Setelahnya, saat Dempu Awang berniat kembali berlayar dengan istrinya, terjadi badai yang membuat kapal mereka terpecah. Selepas badai berlalu, kapal itu berubah menjadi batu, sementara istri Dempu Awang menjadi seekor kera putih. Beberapa tahun kemudian, di samping batu itu terdapat sebuah kantor pemerintahan yang disebut dengan balai. Atas alasan ini batu tersebut disebut sebagai batu balai.
Tanjung Penyusuk
Legenda ini terjadi di sebuah perkampungan di pulau Belinyu. Seorang raja dan ratu yang ada di kampung itu begitu sedih karena mereka tak kunjung dikarunai anak. Suatu malam, si istri bermimpi berbicara dengan seorang kakek yang memberikan petunjuk untuk memakan telur penyu sebanyak tujuh buah.

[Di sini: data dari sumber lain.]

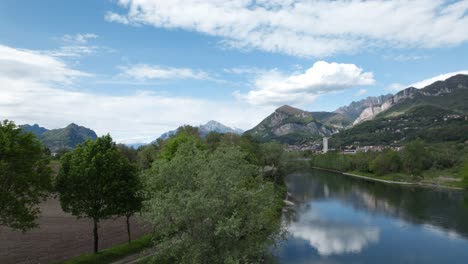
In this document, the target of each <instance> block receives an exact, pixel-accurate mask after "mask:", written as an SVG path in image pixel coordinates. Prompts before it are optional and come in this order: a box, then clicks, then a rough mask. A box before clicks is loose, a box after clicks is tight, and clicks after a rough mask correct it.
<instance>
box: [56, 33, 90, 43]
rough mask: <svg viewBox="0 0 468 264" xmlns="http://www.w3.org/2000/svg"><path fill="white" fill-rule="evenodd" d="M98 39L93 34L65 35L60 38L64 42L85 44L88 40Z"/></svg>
mask: <svg viewBox="0 0 468 264" xmlns="http://www.w3.org/2000/svg"><path fill="white" fill-rule="evenodd" d="M95 38H98V35H96V34H94V33H84V34H74V35H72V34H65V35H64V36H63V37H62V40H63V41H64V42H70V43H78V44H86V43H88V41H89V40H90V39H95Z"/></svg>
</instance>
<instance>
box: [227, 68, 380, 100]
mask: <svg viewBox="0 0 468 264" xmlns="http://www.w3.org/2000/svg"><path fill="white" fill-rule="evenodd" d="M373 83H375V80H374V77H373V74H372V73H371V72H363V70H362V69H361V68H359V67H357V66H356V65H354V64H344V63H328V62H324V61H318V62H316V63H314V65H313V66H312V67H311V68H309V69H307V70H306V71H305V72H302V73H293V74H291V75H286V74H284V73H281V72H279V71H277V70H271V71H269V72H265V73H262V74H260V75H258V76H257V78H256V79H255V80H254V83H253V85H254V87H255V89H253V90H251V91H249V92H248V93H246V94H242V93H240V92H236V93H235V96H236V97H237V98H239V99H241V100H245V101H247V102H248V103H250V104H252V105H276V106H278V105H281V104H299V105H301V104H305V103H309V102H312V101H313V100H315V99H316V98H317V96H319V95H321V94H325V93H331V92H337V91H343V90H346V89H349V88H353V87H355V86H360V85H371V84H373Z"/></svg>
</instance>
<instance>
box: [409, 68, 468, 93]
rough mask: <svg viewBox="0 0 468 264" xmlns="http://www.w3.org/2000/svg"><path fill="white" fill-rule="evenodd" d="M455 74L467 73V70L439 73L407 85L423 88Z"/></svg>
mask: <svg viewBox="0 0 468 264" xmlns="http://www.w3.org/2000/svg"><path fill="white" fill-rule="evenodd" d="M457 74H468V71H456V72H449V73H444V74H440V75H437V76H434V77H431V78H428V79H425V80H422V81H419V82H416V83H413V84H410V85H409V86H408V87H415V88H419V89H421V88H424V87H426V86H428V85H429V84H432V83H435V82H437V81H445V80H447V79H448V78H450V77H452V76H455V75H457Z"/></svg>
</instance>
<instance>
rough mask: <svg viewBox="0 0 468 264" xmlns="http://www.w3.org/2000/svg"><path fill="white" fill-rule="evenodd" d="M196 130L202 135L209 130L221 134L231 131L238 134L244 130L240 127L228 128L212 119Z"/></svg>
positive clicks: (201, 135) (206, 132)
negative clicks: (197, 129) (241, 128)
mask: <svg viewBox="0 0 468 264" xmlns="http://www.w3.org/2000/svg"><path fill="white" fill-rule="evenodd" d="M198 131H199V132H200V135H201V136H202V137H204V136H206V135H208V134H209V133H210V132H217V133H221V134H226V133H233V134H238V135H240V134H242V133H243V132H244V131H243V130H242V129H239V128H230V127H228V126H225V125H223V124H221V123H219V122H217V121H214V120H211V121H208V123H206V124H204V125H201V126H199V127H198Z"/></svg>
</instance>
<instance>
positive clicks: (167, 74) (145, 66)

Esoknya, si ratu mengajak suaminya mencari penyu-penyu di laut. Mereka pun mengumpulkan telurnya dan si istri menggunakan telur itu untuk dimakan tiap malamnya. Tak lama, si istri mengandung dan melahirkan anak perempuan yang diberi nama Syahrani. Syahrani tumbuh menjadi gadis yang manja dan sangat menyusahkan orang tuanya. Setiap keinginanya harus dituruti dan jia tidak, dia akan merajuk.
Suatu ketika, dia pergi ke laut dan melihat ada satu penyu yang sangat unik. Syahrani terus memanggil penyu itu dengan sebutan penyu busuk. Dia mengejar penyu itu hingga sampai di tengah laut dan tak sadar jika dia akan tenggelam. Setelah kejadian tenggelamnya Syahrani, tanjung itu diberi nama oleh warga sebagai Tanjung Penyu Busuk atau sekarang lebih dikenal dengan Tanjung Penyusuk.
Si Kelingking
Seorang anak lahir dari pasangan laki-laki dan perempuan yang sudah tua. Anak tersebut bertubuh sangat kecil seperti kelingking. Oleh karenanya, dia dipanggil sebagai si Kelingking. Hanya saja, ayah dan ibu Kelingking sangat tidak menyukai dengan adanya si Kelingkin mereka merasa malu dengan Kelingking.
Berbagai cara mereka lakukan untuk melenyapkan si Kelingking, termasuk mengajaknya ke sungai supaya ayahnya dapat menggelindikan batu besar ke arahnya. Sayangnya, cara tersebut masih belum terwujud. Ketika Kelingking bertanya tentang apa yang dilakukan oleh sang ayah, dia justru menjawab kalau batu itu digunakan untuk membuat pondasi rumah.
Sesampainya di rumah, si Kelingking justru yang memecah batu besar itu dan benar-benar menggunakannya untuk pondasi rumah baru mereka. Melihat kegigihan dari si Kelingking, ayah dan ibunya merasa tersentuh. Mereka tak lagi berniat untuk membunuh si Kelingking dan mulai menyayangi anaknya sepenuh hati.
Baca juga: Legenda Jakarta
Itulah legenda dari Bangka Belitung yang menyimpan banyak suri tauladan yang bisa kamu ambil sebagai pelajaran. Dari kedelapan legenda tadi, pastinya memiliki nilai moral dan sejarah yang sayang apabila tidak diketahui.